La structure d’une chaussée routière doit résister à diverses sollicitations, notamment celles dues au trafic et elle doit assurer la diffusion des efforts induits par ce même trafic dans le sol de fondation. L’application d’une charge roulante induit ainsi une déformation en flexion des couches de la structure. Cette flexion entraîne des sollicitations en compression au droit de la charge et des sollicitations en traction à la base des couches d’enrobés.
Il existe différentes méthodes pour bien appréhender cette déformation. Elles donnent lieu ensuite à différents modèles de dimensionnement.
Le trafic pris en compte est celui du poids lourd, c'est-à-dire des véhicules dont le poids total est supérieur à 3,5 tonnes.
Les méthodes empiriques de dimensionnement font appel exclusivement à des expériences comparant le comportement à long terme de diverses structures pour différentes conditions climatiques et de trafic. Des essais en vraie grandeur apportent également de nombreuses informations nécessaires pour la mise en place des règles empiriques de dimensionnement. La méthode suisse de dimensionnement des structures de chaussées est une méthode empirique.
Ces méthodes font partiellement appel à une approche analytique qui est complétée par des données empiriques. Il y a en général deux étapes :
Le principe de fonctionnement des méthodes de dimensionnement mécaniques empiriques est défini dans le schéma ci-contre.
Le modèle de charge est au centre du processus. Il consiste à donner une image aussi réaliste que possible de la charge induite par une roue dans une chaussée routière.
Les modèles de calcul permettent de définir les contraintes et déformations qui apparaissent au sein d'une chaussée, sous l'effet d'une charge et dans des conditions bien définies. Ils nécessitent la définition de paramètres pour décrire la structure (géométrie et lois de comportement) et les conditions de chargement(intensité de la charge, pression de contact, etc.). Ils fournissent des résultats théoriques correspondant aux hypothèses retenues pour la modélisation. Dans la plupart des cas, ces modèles se basent sur un comportement élastique des matériaux, mais rien ne s'oppose à l'utilisation d'autres types de comportement.

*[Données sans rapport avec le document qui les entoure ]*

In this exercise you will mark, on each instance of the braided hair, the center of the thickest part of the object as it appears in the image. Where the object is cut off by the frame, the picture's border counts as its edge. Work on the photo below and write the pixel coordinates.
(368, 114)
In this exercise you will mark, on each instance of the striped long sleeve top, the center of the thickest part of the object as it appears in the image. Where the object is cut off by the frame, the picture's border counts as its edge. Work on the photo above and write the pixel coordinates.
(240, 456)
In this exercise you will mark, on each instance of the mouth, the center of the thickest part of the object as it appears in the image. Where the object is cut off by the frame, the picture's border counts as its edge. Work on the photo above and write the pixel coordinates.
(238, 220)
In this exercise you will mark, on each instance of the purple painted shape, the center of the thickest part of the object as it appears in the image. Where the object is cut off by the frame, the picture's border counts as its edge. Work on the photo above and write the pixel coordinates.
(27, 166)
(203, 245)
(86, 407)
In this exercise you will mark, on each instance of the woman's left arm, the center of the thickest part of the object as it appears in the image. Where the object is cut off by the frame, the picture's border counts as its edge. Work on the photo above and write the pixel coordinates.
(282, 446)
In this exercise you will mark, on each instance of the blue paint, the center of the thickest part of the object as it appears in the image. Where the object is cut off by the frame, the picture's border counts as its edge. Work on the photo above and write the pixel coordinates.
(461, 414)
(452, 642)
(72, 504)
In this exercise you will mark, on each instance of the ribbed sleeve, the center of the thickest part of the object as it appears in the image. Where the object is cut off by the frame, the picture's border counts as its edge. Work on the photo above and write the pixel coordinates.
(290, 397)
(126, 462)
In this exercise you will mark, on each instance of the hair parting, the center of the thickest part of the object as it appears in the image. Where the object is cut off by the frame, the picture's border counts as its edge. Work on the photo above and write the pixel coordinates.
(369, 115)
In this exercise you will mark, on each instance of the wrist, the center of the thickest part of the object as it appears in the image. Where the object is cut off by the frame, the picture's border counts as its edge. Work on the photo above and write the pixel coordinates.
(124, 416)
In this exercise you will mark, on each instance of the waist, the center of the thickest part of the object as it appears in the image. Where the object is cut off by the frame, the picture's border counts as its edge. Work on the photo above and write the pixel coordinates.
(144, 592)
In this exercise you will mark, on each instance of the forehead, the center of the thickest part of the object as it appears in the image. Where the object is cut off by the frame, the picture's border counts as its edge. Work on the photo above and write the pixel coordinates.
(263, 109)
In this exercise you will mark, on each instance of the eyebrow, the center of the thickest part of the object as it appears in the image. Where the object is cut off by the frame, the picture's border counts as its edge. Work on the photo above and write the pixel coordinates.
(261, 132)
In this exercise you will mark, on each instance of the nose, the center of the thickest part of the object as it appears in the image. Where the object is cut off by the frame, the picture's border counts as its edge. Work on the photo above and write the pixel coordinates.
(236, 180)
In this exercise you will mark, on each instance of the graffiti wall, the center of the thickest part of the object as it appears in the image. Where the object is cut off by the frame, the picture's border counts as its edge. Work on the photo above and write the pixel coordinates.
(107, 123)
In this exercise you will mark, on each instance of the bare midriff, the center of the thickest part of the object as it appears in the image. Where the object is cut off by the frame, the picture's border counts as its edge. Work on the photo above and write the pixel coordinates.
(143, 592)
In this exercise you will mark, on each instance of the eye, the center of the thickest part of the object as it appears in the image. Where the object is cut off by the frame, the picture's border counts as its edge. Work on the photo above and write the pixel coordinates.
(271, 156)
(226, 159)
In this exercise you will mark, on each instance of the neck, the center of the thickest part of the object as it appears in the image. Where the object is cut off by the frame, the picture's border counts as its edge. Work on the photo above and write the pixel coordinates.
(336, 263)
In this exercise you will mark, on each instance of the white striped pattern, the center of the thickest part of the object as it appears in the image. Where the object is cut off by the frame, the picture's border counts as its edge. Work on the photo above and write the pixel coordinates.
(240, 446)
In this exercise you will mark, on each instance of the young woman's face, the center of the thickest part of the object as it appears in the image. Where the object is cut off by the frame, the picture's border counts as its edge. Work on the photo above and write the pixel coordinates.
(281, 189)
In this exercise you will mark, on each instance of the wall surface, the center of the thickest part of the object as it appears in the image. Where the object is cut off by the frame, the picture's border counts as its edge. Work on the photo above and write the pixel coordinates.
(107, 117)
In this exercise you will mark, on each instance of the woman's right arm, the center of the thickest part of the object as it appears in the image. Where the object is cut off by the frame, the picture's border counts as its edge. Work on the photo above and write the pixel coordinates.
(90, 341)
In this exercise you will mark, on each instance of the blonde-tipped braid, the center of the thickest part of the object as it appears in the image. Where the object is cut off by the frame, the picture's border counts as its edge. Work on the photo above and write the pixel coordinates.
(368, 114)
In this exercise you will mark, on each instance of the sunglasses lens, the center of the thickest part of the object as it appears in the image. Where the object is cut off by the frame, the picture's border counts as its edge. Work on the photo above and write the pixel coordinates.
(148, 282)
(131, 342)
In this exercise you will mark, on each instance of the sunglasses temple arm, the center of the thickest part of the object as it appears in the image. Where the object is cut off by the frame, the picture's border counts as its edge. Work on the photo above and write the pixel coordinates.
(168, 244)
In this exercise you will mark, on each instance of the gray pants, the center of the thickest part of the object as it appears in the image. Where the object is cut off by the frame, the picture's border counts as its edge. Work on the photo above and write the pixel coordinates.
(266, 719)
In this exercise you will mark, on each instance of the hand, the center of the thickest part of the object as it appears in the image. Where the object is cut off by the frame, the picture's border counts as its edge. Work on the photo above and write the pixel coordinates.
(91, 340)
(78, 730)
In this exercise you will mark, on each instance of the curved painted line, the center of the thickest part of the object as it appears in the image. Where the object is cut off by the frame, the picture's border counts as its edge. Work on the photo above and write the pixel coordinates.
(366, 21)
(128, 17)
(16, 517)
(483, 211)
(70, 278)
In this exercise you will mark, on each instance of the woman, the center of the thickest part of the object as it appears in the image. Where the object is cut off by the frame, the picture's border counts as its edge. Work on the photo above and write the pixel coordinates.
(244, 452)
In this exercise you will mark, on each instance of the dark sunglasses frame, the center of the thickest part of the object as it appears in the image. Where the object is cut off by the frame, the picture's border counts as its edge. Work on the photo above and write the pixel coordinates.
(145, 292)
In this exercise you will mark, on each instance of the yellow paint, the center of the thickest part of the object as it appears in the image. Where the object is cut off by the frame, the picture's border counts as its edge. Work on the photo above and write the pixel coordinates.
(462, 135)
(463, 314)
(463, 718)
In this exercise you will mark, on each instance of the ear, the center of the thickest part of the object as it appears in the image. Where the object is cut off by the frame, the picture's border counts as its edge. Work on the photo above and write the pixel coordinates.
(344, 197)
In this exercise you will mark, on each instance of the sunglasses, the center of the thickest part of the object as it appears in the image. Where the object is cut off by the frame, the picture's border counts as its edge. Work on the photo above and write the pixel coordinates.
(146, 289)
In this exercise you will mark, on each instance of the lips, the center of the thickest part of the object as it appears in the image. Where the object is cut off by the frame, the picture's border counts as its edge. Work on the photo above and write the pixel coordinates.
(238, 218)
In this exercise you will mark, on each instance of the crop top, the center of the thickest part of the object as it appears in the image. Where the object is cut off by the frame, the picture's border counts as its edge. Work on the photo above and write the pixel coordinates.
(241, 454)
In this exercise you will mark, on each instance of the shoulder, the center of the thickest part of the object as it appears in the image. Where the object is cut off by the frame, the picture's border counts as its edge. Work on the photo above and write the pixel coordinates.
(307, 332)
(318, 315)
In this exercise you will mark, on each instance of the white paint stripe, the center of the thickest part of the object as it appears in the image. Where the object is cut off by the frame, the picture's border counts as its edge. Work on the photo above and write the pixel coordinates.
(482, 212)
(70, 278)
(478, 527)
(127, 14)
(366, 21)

Les modèles de performance relient les états de sollicitations issus des modèles de calcul avec les dégradations des chaussées. Ils sont généralement obtenus en combinant des résultats d'essais en laboratoire avec l'observation du comportement réel des chaussées. Ils permettent d'exprimer le nombre de cycles d'une sollicitation donnée qu'une chaussée est à même de supporter avant de présenter une dégradation jugée inadmissible[2].
Ces deux types de modèles dépendent d'un même et unique phénomène : le comportement des matériaux bitumineux et ne sont en principe pas indépendants. L'existence d'une séparation de ceux-ci dans les méthodes de dimensionnement provient généralement de la prise en compte de données empiriques dans les modèles de performance.
La méthode française de dimensionnement des structures de chaussées est une méthode mécanique empirique[3].
Au niveau européen, un projet de fonctionnement pour une méthode incrémentale a été proposé[1], défini dans le schéma ci-contre.
Cette méthode envisage d'étudier l'évolution d'une chaussée dans le temps (t) en cumulant l'effet, exprimé en termes de dommage (D), de chacune des sollicitations induites par les charges de trafic.
Une telle méthode doit permettre de limiter, voire de supprimer, l'importance des données empiriques dans le domaine du dimensionnement des chaussées routières. Cette démarche prévoit de tenir compte de l'effet d'une sollicitation non seulement sur l'état de la chaussée (géométrie), mais également sur l'évolution des propriétés des matériaux en fonction du dommage subi. Elle doit également intégrer l'effet des variations de température et les données réelles de trafic sans avoir recours à la notion de trafic équivalent[4].
La mise en place d'une telle méthode s'avère cependant très complexe à cause des nombreuses interactions entre les phénomènes pris en compte. Ainsi, pour chaque nouvelle charge de trafic agissant à l'instant t, il s'agit de déterminer un supplément de dommage en tenant compte non seulement de l’influence des conditions climatiques que les propriétés des matériaux à cet instant t, mais également des dommages déjà subis par la structure. La difficulté réside également dans le très grand nombre de données (trafic, climat, lien entre les deux, etc) souvent difficilement disponibles[5].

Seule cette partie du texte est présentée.